If your only values are democracy and the expansion of rights, you might find Carpenter’s argument congenial. He is officially a big fan of federalism as well, as long as it leaves room for the rights he cherishes. Thus for example he does note that states have traditionally been given free rein in family law, and we’ve tolerated the (relatively minimal, by comparison with what’s in the offing) differences between them. The one major instance of Supreme Court intervention (leaving aside polygamy in Reynolds v. U.S.) is Loving v. Virginia, which invalidated that state’s anti-miscegenation law. As he puts it,
The decision altered state law to uphold individual rights and to make the institution of marriage more inclusive, not to derogate individual
rights and to make marriage more exclusive.
I can imagine him defending a Supreme Court decision overriding state attempts to protect traditional marriage in precisely the same language.
He offers some interesting concerns regarding how the language of the amendment might be interpreted (which I regard as appropriate, even if I don’t necessarily agree with all of them). I find that it’s just a little curious that arguments about hypotheticals are appropriate when opposing the amendment, but not when favoring it.

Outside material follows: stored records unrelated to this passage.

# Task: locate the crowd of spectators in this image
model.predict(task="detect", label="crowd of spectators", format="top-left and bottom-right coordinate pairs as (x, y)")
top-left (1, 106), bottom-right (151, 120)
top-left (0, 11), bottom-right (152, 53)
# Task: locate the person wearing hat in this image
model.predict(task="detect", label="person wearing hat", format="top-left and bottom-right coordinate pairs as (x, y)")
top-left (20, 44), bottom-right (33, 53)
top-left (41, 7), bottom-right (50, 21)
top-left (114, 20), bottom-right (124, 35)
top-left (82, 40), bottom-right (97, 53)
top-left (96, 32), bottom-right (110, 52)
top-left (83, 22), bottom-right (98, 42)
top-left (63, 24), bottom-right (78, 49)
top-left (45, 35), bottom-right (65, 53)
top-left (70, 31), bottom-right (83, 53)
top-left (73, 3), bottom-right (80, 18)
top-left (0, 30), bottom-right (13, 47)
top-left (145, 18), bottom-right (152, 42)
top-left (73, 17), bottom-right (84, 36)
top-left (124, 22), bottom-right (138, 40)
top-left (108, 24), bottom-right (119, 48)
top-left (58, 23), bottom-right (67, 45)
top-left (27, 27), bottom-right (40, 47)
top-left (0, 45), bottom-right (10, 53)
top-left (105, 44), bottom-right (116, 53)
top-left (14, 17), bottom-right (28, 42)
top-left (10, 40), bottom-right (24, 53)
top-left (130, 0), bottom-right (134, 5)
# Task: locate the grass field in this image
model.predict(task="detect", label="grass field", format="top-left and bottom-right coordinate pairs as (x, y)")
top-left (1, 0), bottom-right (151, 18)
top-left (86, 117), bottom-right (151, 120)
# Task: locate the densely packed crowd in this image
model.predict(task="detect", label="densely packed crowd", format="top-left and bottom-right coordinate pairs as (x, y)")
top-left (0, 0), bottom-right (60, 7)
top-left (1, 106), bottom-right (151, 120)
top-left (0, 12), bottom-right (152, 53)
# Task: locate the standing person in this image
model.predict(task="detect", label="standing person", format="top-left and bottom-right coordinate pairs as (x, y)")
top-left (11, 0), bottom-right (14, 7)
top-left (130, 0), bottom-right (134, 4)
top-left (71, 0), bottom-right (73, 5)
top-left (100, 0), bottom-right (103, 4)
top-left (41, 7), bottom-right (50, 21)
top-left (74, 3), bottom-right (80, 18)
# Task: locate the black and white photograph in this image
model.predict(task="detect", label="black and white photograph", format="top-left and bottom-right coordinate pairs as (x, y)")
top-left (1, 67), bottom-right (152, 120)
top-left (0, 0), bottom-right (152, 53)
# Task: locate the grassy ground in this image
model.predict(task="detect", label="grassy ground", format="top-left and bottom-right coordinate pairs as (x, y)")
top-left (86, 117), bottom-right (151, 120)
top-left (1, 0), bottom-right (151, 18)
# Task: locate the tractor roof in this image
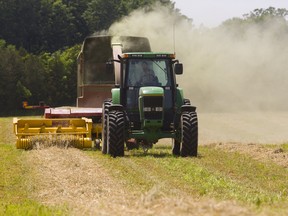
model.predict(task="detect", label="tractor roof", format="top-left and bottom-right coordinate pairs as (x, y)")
top-left (121, 52), bottom-right (175, 59)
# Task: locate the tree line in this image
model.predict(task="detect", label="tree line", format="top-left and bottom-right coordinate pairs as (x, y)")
top-left (0, 0), bottom-right (288, 114)
top-left (0, 0), bottom-right (174, 115)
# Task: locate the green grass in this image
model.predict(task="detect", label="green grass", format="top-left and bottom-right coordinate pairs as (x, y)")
top-left (0, 118), bottom-right (288, 215)
top-left (88, 145), bottom-right (288, 212)
top-left (0, 118), bottom-right (68, 216)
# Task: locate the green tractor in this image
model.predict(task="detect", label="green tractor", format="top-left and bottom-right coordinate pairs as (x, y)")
top-left (102, 52), bottom-right (198, 157)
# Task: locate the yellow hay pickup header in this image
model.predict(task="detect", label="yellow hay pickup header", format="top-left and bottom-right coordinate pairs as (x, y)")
top-left (13, 118), bottom-right (92, 149)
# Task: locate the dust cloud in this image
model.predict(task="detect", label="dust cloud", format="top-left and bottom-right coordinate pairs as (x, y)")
top-left (109, 5), bottom-right (288, 112)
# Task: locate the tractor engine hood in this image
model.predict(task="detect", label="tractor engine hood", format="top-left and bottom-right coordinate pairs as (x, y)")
top-left (139, 86), bottom-right (164, 129)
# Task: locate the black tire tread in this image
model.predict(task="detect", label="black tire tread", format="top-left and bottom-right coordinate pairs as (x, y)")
top-left (180, 112), bottom-right (198, 157)
top-left (107, 111), bottom-right (125, 157)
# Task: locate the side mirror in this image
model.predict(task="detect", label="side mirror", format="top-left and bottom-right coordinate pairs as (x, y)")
top-left (106, 61), bottom-right (114, 74)
top-left (174, 63), bottom-right (183, 75)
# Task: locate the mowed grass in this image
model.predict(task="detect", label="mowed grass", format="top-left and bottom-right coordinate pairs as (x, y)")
top-left (0, 118), bottom-right (66, 216)
top-left (0, 118), bottom-right (288, 215)
top-left (89, 142), bottom-right (288, 215)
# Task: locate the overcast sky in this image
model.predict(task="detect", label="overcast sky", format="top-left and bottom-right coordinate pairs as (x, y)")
top-left (174, 0), bottom-right (288, 27)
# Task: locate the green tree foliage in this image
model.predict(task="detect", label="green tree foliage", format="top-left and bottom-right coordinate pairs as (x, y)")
top-left (221, 7), bottom-right (288, 37)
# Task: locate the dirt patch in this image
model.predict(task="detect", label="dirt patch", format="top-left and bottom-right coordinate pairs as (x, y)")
top-left (198, 112), bottom-right (288, 144)
top-left (27, 147), bottom-right (251, 215)
top-left (209, 142), bottom-right (288, 168)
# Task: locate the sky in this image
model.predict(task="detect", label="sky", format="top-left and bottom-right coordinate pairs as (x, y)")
top-left (174, 0), bottom-right (288, 27)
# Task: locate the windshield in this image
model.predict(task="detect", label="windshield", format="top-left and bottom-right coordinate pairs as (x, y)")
top-left (126, 59), bottom-right (171, 86)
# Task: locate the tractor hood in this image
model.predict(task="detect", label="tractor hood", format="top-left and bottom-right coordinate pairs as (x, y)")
top-left (139, 86), bottom-right (164, 96)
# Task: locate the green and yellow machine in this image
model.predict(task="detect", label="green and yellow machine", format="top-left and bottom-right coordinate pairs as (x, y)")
top-left (13, 36), bottom-right (198, 157)
top-left (102, 52), bottom-right (198, 157)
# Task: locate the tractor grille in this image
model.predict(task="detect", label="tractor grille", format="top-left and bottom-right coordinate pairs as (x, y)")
top-left (143, 96), bottom-right (163, 120)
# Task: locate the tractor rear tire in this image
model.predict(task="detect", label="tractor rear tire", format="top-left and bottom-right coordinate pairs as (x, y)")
top-left (180, 111), bottom-right (198, 157)
top-left (107, 110), bottom-right (125, 157)
top-left (101, 99), bottom-right (112, 154)
top-left (172, 139), bottom-right (181, 156)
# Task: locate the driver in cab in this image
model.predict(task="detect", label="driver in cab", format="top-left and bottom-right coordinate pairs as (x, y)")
top-left (139, 61), bottom-right (159, 85)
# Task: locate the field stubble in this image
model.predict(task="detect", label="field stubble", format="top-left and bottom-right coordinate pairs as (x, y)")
top-left (1, 113), bottom-right (288, 215)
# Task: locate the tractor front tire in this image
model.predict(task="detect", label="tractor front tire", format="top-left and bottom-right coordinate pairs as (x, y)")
top-left (172, 139), bottom-right (181, 156)
top-left (107, 110), bottom-right (125, 157)
top-left (101, 99), bottom-right (112, 154)
top-left (180, 111), bottom-right (198, 157)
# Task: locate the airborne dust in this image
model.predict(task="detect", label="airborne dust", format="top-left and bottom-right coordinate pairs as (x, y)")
top-left (110, 6), bottom-right (288, 111)
top-left (109, 3), bottom-right (288, 143)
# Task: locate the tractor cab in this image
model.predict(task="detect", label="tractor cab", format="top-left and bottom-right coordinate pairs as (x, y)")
top-left (120, 52), bottom-right (181, 131)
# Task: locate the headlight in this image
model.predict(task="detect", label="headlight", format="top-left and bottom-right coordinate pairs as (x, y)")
top-left (144, 107), bottom-right (152, 112)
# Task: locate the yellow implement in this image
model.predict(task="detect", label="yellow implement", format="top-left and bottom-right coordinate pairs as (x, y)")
top-left (13, 118), bottom-right (92, 149)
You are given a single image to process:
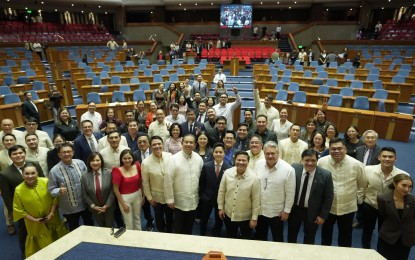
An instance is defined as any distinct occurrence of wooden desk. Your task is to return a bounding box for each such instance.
[0,99,52,127]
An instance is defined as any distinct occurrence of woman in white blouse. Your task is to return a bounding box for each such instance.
[270,108,293,141]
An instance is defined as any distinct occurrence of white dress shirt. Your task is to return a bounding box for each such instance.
[317,155,367,216]
[257,159,295,218]
[141,152,172,204]
[164,151,203,211]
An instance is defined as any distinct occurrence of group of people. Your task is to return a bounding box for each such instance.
[0,71,415,259]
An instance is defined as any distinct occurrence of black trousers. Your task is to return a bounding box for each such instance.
[17,218,27,258]
[63,209,94,231]
[377,237,411,260]
[224,215,252,239]
[361,202,381,249]
[255,215,284,242]
[288,205,318,245]
[321,212,354,247]
[141,199,154,227]
[173,208,196,235]
[154,203,174,233]
[199,200,223,237]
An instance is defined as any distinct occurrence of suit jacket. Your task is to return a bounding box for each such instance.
[22,100,40,122]
[0,161,45,212]
[180,121,205,136]
[199,160,232,205]
[292,163,334,223]
[190,80,209,100]
[377,191,415,246]
[74,133,102,165]
[356,145,382,165]
[81,169,115,208]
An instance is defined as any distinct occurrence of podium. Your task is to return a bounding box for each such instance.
[230,58,239,76]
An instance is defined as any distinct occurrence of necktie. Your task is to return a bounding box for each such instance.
[95,172,102,206]
[363,149,370,165]
[298,172,310,208]
[88,137,97,153]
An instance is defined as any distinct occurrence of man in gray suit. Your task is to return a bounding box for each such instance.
[190,74,209,101]
[288,149,333,244]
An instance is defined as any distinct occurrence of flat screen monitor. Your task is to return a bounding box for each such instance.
[220,4,252,29]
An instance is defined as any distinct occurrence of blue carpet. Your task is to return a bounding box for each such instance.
[57,242,264,260]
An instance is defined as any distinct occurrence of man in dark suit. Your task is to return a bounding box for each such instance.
[22,91,42,130]
[74,120,102,165]
[0,145,45,255]
[133,134,154,231]
[353,130,382,228]
[180,109,205,137]
[199,143,232,237]
[288,149,333,244]
[81,158,115,227]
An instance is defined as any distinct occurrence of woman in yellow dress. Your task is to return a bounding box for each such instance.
[13,162,68,257]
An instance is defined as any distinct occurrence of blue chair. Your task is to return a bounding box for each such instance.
[282,70,293,77]
[111,91,125,103]
[111,76,121,84]
[130,78,140,84]
[373,80,383,89]
[327,94,343,107]
[275,90,288,101]
[317,71,329,79]
[288,82,300,92]
[369,67,380,75]
[86,71,96,79]
[311,79,323,86]
[153,74,164,82]
[91,76,102,85]
[86,92,101,104]
[280,76,291,83]
[317,85,330,94]
[119,85,131,92]
[99,85,109,93]
[396,68,411,77]
[326,79,338,87]
[17,76,30,84]
[177,68,186,75]
[353,96,369,110]
[372,89,389,99]
[0,86,13,95]
[169,73,180,82]
[391,76,405,84]
[293,91,307,103]
[337,66,347,74]
[3,93,22,105]
[114,65,124,72]
[125,60,135,67]
[144,68,154,77]
[26,69,36,77]
[343,74,354,80]
[140,82,150,91]
[156,60,166,65]
[274,81,284,90]
[133,89,146,101]
[32,80,45,90]
[350,80,363,89]
[271,74,278,82]
[339,88,353,97]
[160,69,169,76]
[303,70,313,78]
[294,65,304,71]
[99,71,110,78]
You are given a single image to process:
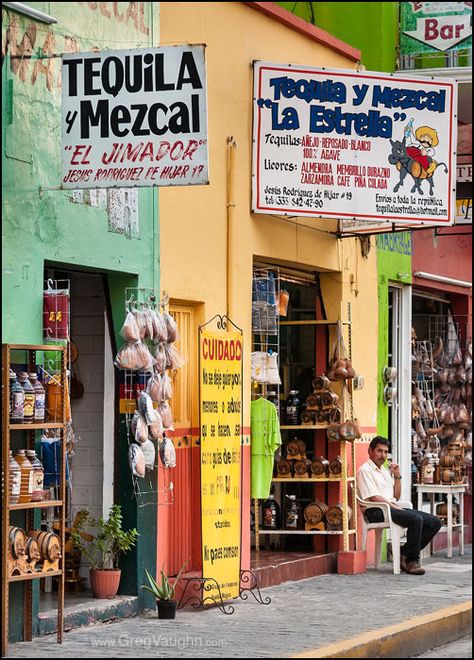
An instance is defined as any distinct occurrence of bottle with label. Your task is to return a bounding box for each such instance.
[8,449,21,504]
[29,374,46,424]
[10,370,25,424]
[18,371,35,424]
[423,453,435,484]
[267,390,280,416]
[262,495,280,529]
[14,449,34,504]
[285,390,301,426]
[26,449,44,502]
[285,495,301,530]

He seems to suggest that a more narrowly tailored amendment (ruling out judicial activism above all else) might not be subject to his objections, though I wonder whether he’d support even that.
Libertarians make very important contributions to public policy, but it seems to me that too many are blind to the accumulation of moral capital in a society that makes it possible to have limited government—and to the possibility of rapid and permanent depletion of that moral capital. The traditional institutions of marriage and the family are the best means discovered for building up that moral capital and producing citizens capable of self-government. As the damage already done to those institutions in recent decades shows, well-intentioned reforms (e.g., no-fault divorce and welfare policies that inadvertently encourage fatherless families) can have dramatic negative consequences.
The string at Bench Memos also calls our attention to these pieces: two articles by Stanley Kurtz, a piece by AEI’s Michael Greve proposing a "Constitutional DOMA," and this exchange at the Yale Law Journal’s The Pocket Part.
This ought to keep everyone busy for a while.